Card Front:
In this view you seem to be looking up a deep and narrow canon for the buildings which line Broadway are the highest in the world. Land in lower Broadway is very valuable. It has been sold for as much as $576 per square foot, or at a rate of $1,500,000 per acre. Yet the whole island of Manhattan was bought from the Indians for $24. When land is so very valuable it pays to build high so as to get as great a return as possible from a small land space. Some of these buildings shelter thousands of people, more than most of our smaller towns contain. Such buildings were not possible in the old days when wood and stone were the only building materials. Skyscrapers are always constructed on steel frames whose parts are riveted together. At the left in the foreground is the top of the tall spire of old Trinity Church sharply outlined against Trinity Building over whose
Card Back:
top may be seen the Singer Building, the home of the singer Sewing Machine Co. Trinity Church faces Wall Street, now the financial center of the world.
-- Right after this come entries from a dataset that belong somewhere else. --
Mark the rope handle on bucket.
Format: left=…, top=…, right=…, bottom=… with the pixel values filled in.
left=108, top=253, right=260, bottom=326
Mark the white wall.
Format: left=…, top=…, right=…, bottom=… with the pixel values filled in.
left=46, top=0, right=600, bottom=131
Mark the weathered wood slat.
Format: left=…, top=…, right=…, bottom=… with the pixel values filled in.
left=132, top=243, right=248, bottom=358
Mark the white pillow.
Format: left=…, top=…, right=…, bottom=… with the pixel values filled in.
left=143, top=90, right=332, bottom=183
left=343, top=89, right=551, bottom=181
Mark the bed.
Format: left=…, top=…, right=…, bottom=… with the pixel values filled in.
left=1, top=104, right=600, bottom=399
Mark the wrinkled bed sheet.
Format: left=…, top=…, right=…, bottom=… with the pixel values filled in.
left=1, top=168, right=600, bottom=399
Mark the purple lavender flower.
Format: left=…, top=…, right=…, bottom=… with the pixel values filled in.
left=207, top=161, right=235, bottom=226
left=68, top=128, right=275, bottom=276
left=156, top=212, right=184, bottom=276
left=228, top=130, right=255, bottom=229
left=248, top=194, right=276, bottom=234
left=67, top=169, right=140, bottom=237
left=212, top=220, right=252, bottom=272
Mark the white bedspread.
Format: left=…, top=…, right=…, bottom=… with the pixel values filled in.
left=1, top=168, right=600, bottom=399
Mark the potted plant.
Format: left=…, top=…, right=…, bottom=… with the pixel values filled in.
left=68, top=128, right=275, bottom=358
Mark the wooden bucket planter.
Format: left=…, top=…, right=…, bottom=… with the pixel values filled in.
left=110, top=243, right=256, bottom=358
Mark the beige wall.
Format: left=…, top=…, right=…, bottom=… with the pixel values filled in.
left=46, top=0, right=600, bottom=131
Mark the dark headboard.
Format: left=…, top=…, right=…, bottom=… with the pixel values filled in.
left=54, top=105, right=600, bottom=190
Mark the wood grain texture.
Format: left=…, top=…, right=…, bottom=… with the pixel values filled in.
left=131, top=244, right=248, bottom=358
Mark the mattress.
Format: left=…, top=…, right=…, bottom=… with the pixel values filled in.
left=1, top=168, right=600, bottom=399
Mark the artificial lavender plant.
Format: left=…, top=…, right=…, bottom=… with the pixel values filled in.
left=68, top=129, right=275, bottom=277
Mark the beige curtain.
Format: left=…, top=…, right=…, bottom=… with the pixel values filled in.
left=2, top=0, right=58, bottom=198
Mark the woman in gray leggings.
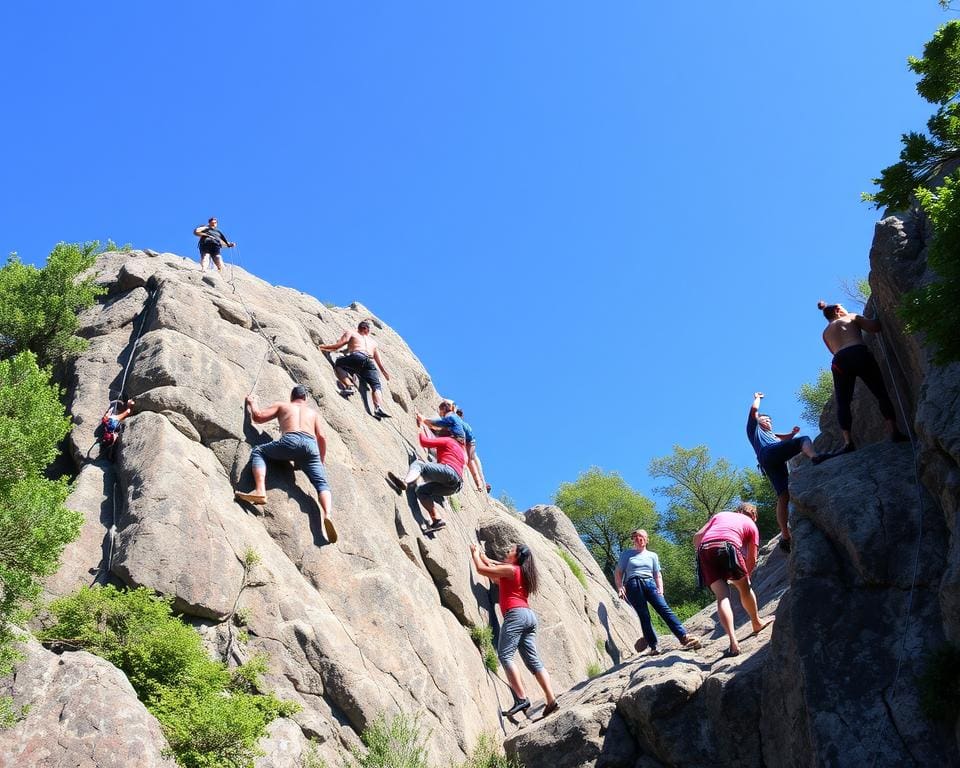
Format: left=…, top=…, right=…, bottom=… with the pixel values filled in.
left=470, top=542, right=559, bottom=718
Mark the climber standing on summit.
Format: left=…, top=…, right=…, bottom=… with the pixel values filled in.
left=234, top=385, right=337, bottom=543
left=193, top=217, right=236, bottom=274
left=817, top=300, right=906, bottom=452
left=318, top=320, right=391, bottom=419
left=746, top=392, right=822, bottom=553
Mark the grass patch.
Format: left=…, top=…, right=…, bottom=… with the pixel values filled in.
left=470, top=625, right=499, bottom=672
left=555, top=548, right=587, bottom=588
left=347, top=712, right=430, bottom=768
left=586, top=661, right=604, bottom=679
left=460, top=733, right=523, bottom=768
left=41, top=585, right=298, bottom=768
left=451, top=495, right=462, bottom=514
left=919, top=643, right=960, bottom=722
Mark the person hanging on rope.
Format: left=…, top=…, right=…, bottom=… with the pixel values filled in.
left=817, top=300, right=907, bottom=453
left=456, top=407, right=489, bottom=493
left=614, top=529, right=702, bottom=655
left=318, top=320, right=391, bottom=419
left=193, top=216, right=236, bottom=274
left=100, top=399, right=134, bottom=449
left=693, top=502, right=773, bottom=657
left=385, top=414, right=464, bottom=531
left=746, top=392, right=823, bottom=553
left=470, top=541, right=560, bottom=720
left=234, top=385, right=337, bottom=543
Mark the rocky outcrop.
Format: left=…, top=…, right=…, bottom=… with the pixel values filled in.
left=505, top=206, right=960, bottom=767
left=12, top=250, right=641, bottom=767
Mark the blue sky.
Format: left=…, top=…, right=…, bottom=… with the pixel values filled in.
left=0, top=3, right=950, bottom=512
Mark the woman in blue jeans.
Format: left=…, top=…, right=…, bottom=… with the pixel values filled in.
left=614, top=530, right=701, bottom=654
left=470, top=542, right=559, bottom=718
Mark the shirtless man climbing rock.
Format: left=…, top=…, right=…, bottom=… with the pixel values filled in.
left=235, top=385, right=336, bottom=542
left=318, top=320, right=391, bottom=419
left=818, top=300, right=906, bottom=450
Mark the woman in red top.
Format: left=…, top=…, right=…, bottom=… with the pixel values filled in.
left=470, top=542, right=559, bottom=718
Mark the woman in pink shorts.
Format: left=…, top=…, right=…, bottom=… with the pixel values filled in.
left=693, top=503, right=773, bottom=656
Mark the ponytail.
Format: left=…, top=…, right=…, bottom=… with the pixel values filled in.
left=516, top=544, right=539, bottom=595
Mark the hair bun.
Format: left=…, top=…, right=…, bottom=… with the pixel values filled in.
left=817, top=300, right=827, bottom=310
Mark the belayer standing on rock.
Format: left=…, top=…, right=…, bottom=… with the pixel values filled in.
left=817, top=300, right=907, bottom=452
left=746, top=392, right=822, bottom=553
left=193, top=217, right=236, bottom=274
left=234, top=385, right=337, bottom=543
left=693, top=503, right=772, bottom=657
left=317, top=320, right=391, bottom=419
left=385, top=414, right=464, bottom=531
left=614, top=529, right=701, bottom=654
left=469, top=541, right=559, bottom=719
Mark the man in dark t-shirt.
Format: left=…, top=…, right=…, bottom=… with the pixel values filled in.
left=193, top=217, right=236, bottom=273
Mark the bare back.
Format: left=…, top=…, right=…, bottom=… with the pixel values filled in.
left=275, top=400, right=322, bottom=435
left=823, top=315, right=866, bottom=355
left=346, top=330, right=377, bottom=356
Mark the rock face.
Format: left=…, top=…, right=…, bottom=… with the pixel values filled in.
left=15, top=250, right=641, bottom=768
left=504, top=206, right=960, bottom=767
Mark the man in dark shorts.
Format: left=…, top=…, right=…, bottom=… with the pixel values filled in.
left=746, top=392, right=822, bottom=552
left=318, top=320, right=391, bottom=419
left=193, top=217, right=236, bottom=274
left=817, top=300, right=906, bottom=450
left=693, top=503, right=772, bottom=656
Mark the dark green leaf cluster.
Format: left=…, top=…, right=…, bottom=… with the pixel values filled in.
left=0, top=241, right=106, bottom=366
left=347, top=711, right=431, bottom=768
left=468, top=625, right=499, bottom=673
left=0, top=351, right=81, bottom=698
left=41, top=586, right=298, bottom=768
left=867, top=22, right=960, bottom=211
left=901, top=175, right=960, bottom=362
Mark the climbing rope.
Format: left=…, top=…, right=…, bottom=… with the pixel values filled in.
left=865, top=307, right=930, bottom=767
left=228, top=339, right=273, bottom=483
left=109, top=286, right=158, bottom=405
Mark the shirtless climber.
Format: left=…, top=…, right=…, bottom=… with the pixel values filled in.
left=234, top=385, right=337, bottom=542
left=817, top=300, right=907, bottom=451
left=317, top=320, right=391, bottom=419
left=193, top=217, right=236, bottom=274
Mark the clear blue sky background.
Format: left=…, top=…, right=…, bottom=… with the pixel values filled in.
left=0, top=3, right=950, bottom=512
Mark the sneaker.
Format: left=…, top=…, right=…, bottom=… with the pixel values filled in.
left=375, top=407, right=391, bottom=419
left=428, top=518, right=447, bottom=531
left=680, top=636, right=702, bottom=650
left=339, top=387, right=354, bottom=398
left=385, top=472, right=406, bottom=495
left=501, top=698, right=530, bottom=717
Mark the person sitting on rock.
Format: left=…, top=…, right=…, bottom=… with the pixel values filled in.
left=747, top=392, right=822, bottom=553
left=456, top=407, right=489, bottom=493
left=234, top=385, right=336, bottom=542
left=192, top=217, right=236, bottom=274
left=693, top=503, right=772, bottom=657
left=318, top=320, right=391, bottom=419
left=470, top=541, right=559, bottom=719
left=385, top=414, right=464, bottom=531
left=817, top=300, right=907, bottom=452
left=100, top=398, right=134, bottom=448
left=614, top=529, right=701, bottom=655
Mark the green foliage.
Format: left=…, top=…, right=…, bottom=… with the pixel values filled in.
left=347, top=712, right=430, bottom=768
left=918, top=643, right=960, bottom=722
left=902, top=174, right=960, bottom=362
left=797, top=369, right=833, bottom=428
left=300, top=743, right=328, bottom=768
left=458, top=733, right=522, bottom=768
left=586, top=661, right=604, bottom=678
left=451, top=495, right=462, bottom=514
left=555, top=547, right=587, bottom=588
left=0, top=350, right=81, bottom=718
left=42, top=586, right=297, bottom=768
left=497, top=492, right=519, bottom=513
left=554, top=468, right=657, bottom=581
left=740, top=469, right=780, bottom=540
left=469, top=625, right=499, bottom=673
left=649, top=446, right=743, bottom=544
left=0, top=242, right=106, bottom=366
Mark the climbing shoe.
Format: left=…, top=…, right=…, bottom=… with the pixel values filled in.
left=501, top=698, right=530, bottom=717
left=386, top=472, right=406, bottom=495
left=375, top=407, right=391, bottom=419
left=428, top=518, right=447, bottom=531
left=339, top=386, right=355, bottom=398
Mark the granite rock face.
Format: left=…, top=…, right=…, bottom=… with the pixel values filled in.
left=16, top=250, right=640, bottom=768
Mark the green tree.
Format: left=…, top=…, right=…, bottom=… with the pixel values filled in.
left=0, top=351, right=82, bottom=722
left=797, top=369, right=833, bottom=428
left=648, top=445, right=742, bottom=543
left=739, top=469, right=780, bottom=541
left=554, top=468, right=657, bottom=581
left=0, top=241, right=106, bottom=366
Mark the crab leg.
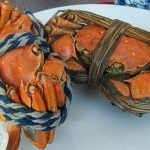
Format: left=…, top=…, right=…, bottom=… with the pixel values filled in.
left=20, top=83, right=48, bottom=149
left=6, top=88, right=21, bottom=150
left=0, top=115, right=4, bottom=121
left=20, top=81, right=32, bottom=107
left=29, top=84, right=48, bottom=149
left=54, top=80, right=65, bottom=107
left=45, top=24, right=74, bottom=36
left=7, top=87, right=21, bottom=104
left=41, top=75, right=58, bottom=112
left=10, top=8, right=21, bottom=23
left=40, top=61, right=67, bottom=143
left=38, top=74, right=58, bottom=144
left=7, top=123, right=21, bottom=150
left=46, top=129, right=55, bottom=144
left=66, top=13, right=88, bottom=24
left=50, top=16, right=82, bottom=29
left=0, top=1, right=13, bottom=30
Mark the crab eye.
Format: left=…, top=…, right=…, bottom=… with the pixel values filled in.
left=18, top=24, right=23, bottom=30
left=32, top=45, right=40, bottom=55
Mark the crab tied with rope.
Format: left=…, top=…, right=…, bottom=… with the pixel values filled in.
left=0, top=2, right=71, bottom=150
left=45, top=9, right=150, bottom=116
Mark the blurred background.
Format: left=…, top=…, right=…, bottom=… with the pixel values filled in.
left=0, top=0, right=101, bottom=12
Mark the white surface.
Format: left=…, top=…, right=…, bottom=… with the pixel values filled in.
left=0, top=122, right=8, bottom=150
left=20, top=5, right=150, bottom=150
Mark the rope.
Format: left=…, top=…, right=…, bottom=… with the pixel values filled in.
left=25, top=11, right=44, bottom=37
left=0, top=11, right=72, bottom=131
left=0, top=32, right=49, bottom=55
left=88, top=20, right=131, bottom=87
left=0, top=80, right=72, bottom=131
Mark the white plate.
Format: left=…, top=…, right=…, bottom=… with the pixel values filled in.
left=20, top=4, right=150, bottom=150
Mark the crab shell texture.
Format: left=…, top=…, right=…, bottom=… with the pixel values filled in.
left=45, top=10, right=150, bottom=115
left=0, top=2, right=69, bottom=150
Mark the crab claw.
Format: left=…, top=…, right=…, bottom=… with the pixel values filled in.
left=0, top=1, right=13, bottom=30
left=51, top=34, right=77, bottom=61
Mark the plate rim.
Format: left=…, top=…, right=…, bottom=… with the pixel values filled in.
left=34, top=4, right=150, bottom=15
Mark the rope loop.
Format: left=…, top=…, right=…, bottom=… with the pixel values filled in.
left=88, top=19, right=131, bottom=87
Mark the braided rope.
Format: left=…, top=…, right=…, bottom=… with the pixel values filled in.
left=25, top=11, right=44, bottom=37
left=0, top=32, right=49, bottom=55
left=0, top=11, right=72, bottom=131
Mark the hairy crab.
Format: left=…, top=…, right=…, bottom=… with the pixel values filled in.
left=45, top=10, right=150, bottom=116
left=0, top=2, right=70, bottom=150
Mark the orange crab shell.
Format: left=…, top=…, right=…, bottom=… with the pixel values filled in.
left=0, top=45, right=67, bottom=149
left=110, top=79, right=130, bottom=97
left=0, top=14, right=32, bottom=39
left=75, top=24, right=107, bottom=53
left=51, top=34, right=77, bottom=61
left=0, top=1, right=33, bottom=39
left=126, top=73, right=150, bottom=99
left=107, top=36, right=150, bottom=73
left=50, top=24, right=107, bottom=72
left=109, top=72, right=150, bottom=100
left=0, top=44, right=43, bottom=89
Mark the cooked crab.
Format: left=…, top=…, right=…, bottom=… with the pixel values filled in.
left=45, top=10, right=150, bottom=114
left=0, top=1, right=67, bottom=149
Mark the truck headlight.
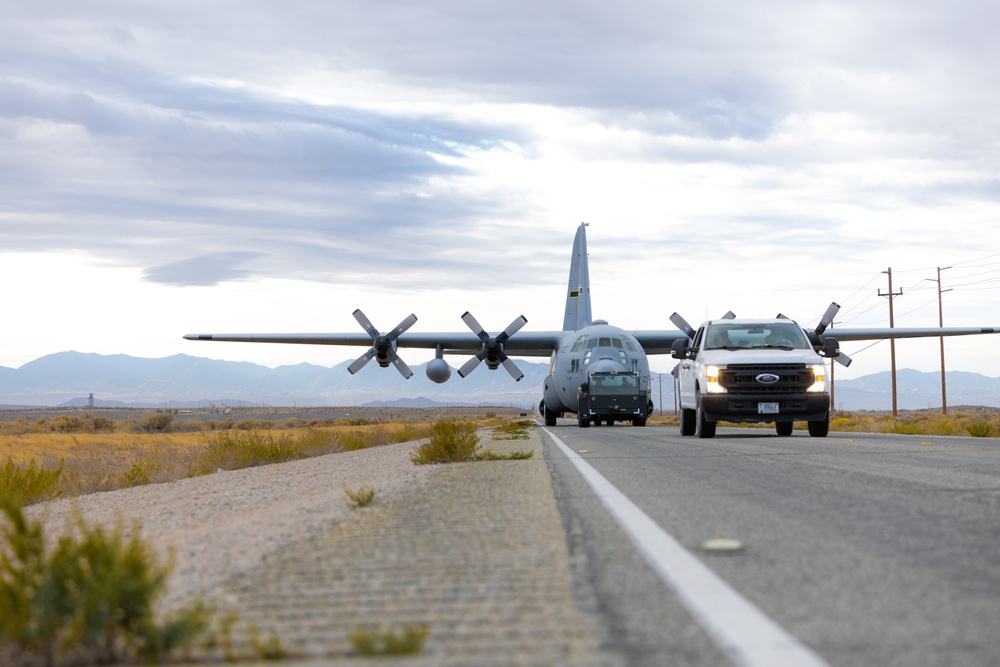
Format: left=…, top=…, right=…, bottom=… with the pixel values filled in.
left=705, top=365, right=727, bottom=394
left=807, top=364, right=826, bottom=393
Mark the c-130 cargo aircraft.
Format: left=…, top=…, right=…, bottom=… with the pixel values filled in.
left=186, top=223, right=999, bottom=427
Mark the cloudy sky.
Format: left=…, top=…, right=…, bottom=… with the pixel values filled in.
left=3, top=0, right=1000, bottom=383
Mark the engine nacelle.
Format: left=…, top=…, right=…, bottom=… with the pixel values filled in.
left=426, top=358, right=452, bottom=383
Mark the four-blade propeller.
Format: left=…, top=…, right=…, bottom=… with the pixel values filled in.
left=457, top=312, right=528, bottom=381
left=347, top=309, right=417, bottom=378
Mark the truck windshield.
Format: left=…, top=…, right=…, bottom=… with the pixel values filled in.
left=705, top=323, right=810, bottom=350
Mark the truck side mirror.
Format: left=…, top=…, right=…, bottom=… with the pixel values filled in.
left=670, top=338, right=691, bottom=360
left=821, top=336, right=841, bottom=358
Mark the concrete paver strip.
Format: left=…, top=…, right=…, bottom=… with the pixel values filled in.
left=201, top=428, right=620, bottom=665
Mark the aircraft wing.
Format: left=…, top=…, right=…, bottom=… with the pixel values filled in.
left=631, top=330, right=691, bottom=354
left=813, top=326, right=999, bottom=342
left=622, top=326, right=1000, bottom=352
left=183, top=331, right=564, bottom=357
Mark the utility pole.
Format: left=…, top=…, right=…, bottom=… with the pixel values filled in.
left=927, top=266, right=952, bottom=413
left=878, top=268, right=903, bottom=417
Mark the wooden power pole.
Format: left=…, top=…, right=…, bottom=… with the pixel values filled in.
left=928, top=266, right=952, bottom=413
left=879, top=268, right=903, bottom=417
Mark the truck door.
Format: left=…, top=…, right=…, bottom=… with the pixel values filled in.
left=678, top=326, right=704, bottom=406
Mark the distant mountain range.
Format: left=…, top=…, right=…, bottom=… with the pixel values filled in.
left=0, top=351, right=547, bottom=409
left=1, top=351, right=999, bottom=411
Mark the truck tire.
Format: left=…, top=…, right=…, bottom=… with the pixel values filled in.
left=695, top=395, right=716, bottom=439
left=808, top=413, right=830, bottom=437
left=679, top=408, right=696, bottom=436
left=632, top=418, right=647, bottom=426
left=775, top=421, right=794, bottom=436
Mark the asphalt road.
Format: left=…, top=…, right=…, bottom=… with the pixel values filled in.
left=541, top=422, right=1000, bottom=667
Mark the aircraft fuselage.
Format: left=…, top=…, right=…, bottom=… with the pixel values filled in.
left=542, top=320, right=651, bottom=421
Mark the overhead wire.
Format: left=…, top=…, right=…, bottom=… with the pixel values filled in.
left=834, top=251, right=1000, bottom=328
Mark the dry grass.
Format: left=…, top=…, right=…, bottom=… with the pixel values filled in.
left=0, top=410, right=521, bottom=502
left=651, top=409, right=1000, bottom=437
left=828, top=410, right=1000, bottom=437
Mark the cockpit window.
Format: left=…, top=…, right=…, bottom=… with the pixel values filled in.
left=587, top=337, right=618, bottom=348
left=705, top=323, right=810, bottom=350
left=571, top=335, right=589, bottom=352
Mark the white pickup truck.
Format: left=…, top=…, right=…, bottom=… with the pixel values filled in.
left=670, top=316, right=843, bottom=438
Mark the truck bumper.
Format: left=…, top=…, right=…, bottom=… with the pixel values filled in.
left=699, top=393, right=829, bottom=423
left=579, top=398, right=649, bottom=419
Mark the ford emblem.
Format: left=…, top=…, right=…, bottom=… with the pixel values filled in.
left=755, top=373, right=780, bottom=384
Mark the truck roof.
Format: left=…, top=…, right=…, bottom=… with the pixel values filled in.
left=702, top=317, right=801, bottom=326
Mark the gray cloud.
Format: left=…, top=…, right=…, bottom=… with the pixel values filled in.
left=143, top=252, right=267, bottom=286
left=1, top=0, right=999, bottom=297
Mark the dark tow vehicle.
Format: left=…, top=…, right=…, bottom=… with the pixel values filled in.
left=577, top=370, right=652, bottom=427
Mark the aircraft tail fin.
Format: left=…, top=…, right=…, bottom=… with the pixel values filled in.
left=562, top=223, right=593, bottom=331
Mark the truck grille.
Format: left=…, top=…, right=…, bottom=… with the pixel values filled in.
left=719, top=364, right=813, bottom=394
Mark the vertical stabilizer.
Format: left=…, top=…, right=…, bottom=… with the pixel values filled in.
left=562, top=223, right=593, bottom=331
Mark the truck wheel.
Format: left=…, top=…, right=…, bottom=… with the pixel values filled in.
left=605, top=419, right=614, bottom=426
left=579, top=418, right=591, bottom=428
left=775, top=421, right=794, bottom=436
left=679, top=408, right=696, bottom=436
left=695, top=396, right=716, bottom=439
left=632, top=418, right=646, bottom=427
left=808, top=413, right=830, bottom=437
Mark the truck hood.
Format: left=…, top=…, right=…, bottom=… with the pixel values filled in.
left=697, top=348, right=823, bottom=366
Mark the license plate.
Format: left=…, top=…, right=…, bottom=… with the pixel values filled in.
left=758, top=402, right=779, bottom=414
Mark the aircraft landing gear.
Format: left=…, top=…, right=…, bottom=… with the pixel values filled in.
left=541, top=401, right=557, bottom=427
The American Surety Building which you see in the foreground on the right side is on the corner of Broadway and Wall Street. Next to it, tall and white, stands the Equitable Building. Broadway is a part of the old post road that extended from the village of New York to Albany, 150 miles north. From 23rd Street to 59th Street it is spoken of as the "Great White Way." This is the theater, hotel and shopping district and is the best known part of the city. Gradually the stores are moving farther up town leaving lower Broadway to the offices where the big business of the world is carried on.